Dear Editor,

Although multiple clinical studies have correlated microRNA (miR) expression profiles with clinical outcome in cancer patients,1 most data sets in the public domain have a complex interface, which is difficult to use by a non-specialist public and requires advanced informatics and statistical skills. Here, we present MIRUMIR, a tool which performs survival analyses and draws Kaplan–Meier (KM) plots for submitted ‘microRNA’ across several available data sets, which cover more than 800 patients. A robust statistical procedure is implemented to account for multiple testing. MIRUMIR is incorporated into BioProfiling.de, analytical portal for high-throughput cell biology,2 and is freely available at http://www.bioprofiling.de/MIRUMIR.

Similar tools were developed recently to assess the relationship between expression levels of various genes with clinical outcome.3 KM plots provides meta-analyses by combining multiple gene expression data sets. MIRUMIR is the first tool specifically designed for miRs. Unlike KM plots, MIRUMIR screens publicly available miR expression data sets one by one implementing robust statistical procedures to adjust P-value for multiple testing. Data sets have been downloaded from the GEO omnibus repository.4 To be selected the data set must be a clinical data set (patients) and have at least 50 profiled samples annotated with survival information. Currently, MIRUMIR comprises nine data sets covering breast, prostate and ovarian cancers that we plan to expand shortly.

MIRUMIR exploits rank information from expression data sets. For each available data set samples are grouped with respect to expression rank of the user specified miR. The ‘low expression’ and ‘high expression’ groups are those where expression rank of miR is less or more than average expression rank across the data set, respectively. This separation of patients into ‘low’ and ‘high’ groups along with survival information is next used to find any statistical differences in survival outcome. The R statistical package is used to perform survival analyses5 and to draw KM plots, see Supplementary Material for MIRUMIR practical analyses of several miR examples. There are sources of multiple testing that should be accounted for. Obviously, the miR hypothesis is tested across each available data set. Therefore, the final number of tested hypotheses is equal to the number of screened expression data sets. In addition, for some data sets, the miR can be mapped to several probes, which means several hypotheses tested for one data set. False discovery rate6 control procedure is implemented to automatically adjust P-values for multiple testing.

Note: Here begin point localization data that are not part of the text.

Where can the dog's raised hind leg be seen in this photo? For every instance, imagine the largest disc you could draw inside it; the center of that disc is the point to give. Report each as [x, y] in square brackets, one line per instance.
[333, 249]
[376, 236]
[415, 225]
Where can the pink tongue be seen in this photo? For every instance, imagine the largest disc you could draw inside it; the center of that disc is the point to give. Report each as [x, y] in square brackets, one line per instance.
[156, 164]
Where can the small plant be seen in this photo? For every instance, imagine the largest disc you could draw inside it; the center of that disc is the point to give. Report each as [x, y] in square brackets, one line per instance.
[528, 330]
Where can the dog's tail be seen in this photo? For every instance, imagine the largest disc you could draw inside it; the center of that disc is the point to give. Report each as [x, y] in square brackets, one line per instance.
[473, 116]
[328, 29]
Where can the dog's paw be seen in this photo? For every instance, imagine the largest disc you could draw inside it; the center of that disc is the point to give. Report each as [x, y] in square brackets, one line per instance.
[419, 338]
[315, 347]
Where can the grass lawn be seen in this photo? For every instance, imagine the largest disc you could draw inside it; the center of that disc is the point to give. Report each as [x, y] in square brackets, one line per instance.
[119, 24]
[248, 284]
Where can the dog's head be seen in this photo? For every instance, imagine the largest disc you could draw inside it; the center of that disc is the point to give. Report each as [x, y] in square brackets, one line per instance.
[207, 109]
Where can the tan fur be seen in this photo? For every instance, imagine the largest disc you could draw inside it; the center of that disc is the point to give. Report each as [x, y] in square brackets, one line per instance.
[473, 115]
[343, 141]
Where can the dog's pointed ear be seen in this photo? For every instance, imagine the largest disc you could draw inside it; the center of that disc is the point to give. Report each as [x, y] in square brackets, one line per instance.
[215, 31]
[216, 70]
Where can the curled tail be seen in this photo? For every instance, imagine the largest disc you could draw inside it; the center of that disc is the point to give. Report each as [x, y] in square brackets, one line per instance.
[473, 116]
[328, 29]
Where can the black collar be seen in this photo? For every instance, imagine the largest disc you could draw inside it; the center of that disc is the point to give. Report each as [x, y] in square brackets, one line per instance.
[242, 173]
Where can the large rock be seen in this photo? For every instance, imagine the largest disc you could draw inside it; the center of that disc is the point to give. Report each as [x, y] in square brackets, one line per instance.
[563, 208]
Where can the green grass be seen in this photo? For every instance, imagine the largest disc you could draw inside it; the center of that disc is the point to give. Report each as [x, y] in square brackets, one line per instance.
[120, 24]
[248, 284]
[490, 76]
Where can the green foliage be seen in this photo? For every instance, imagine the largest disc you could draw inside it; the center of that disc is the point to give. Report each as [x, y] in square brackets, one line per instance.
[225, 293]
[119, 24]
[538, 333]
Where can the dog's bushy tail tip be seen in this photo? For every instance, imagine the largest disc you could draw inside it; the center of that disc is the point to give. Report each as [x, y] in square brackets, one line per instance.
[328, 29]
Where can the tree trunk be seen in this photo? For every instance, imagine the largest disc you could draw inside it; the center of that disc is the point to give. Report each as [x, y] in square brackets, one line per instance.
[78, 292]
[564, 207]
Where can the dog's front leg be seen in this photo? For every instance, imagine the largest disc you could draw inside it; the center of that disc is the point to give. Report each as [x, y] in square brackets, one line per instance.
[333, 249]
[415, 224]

In summary, MIRUMIR supports the need of biomedical researchers to estimate the power of miR to serve as potential biomarker to predict survival of cancer patients. MIRUMIR provides such analyses based on several publicly available clinical miR data sets annotated with patient survival information. To our knowledge this is a first simple tool of this kind and, as shown by several examples (see Supplementary Materials), MIRUMIR is ideal for fast validation of the clinical relevance of a selected miR.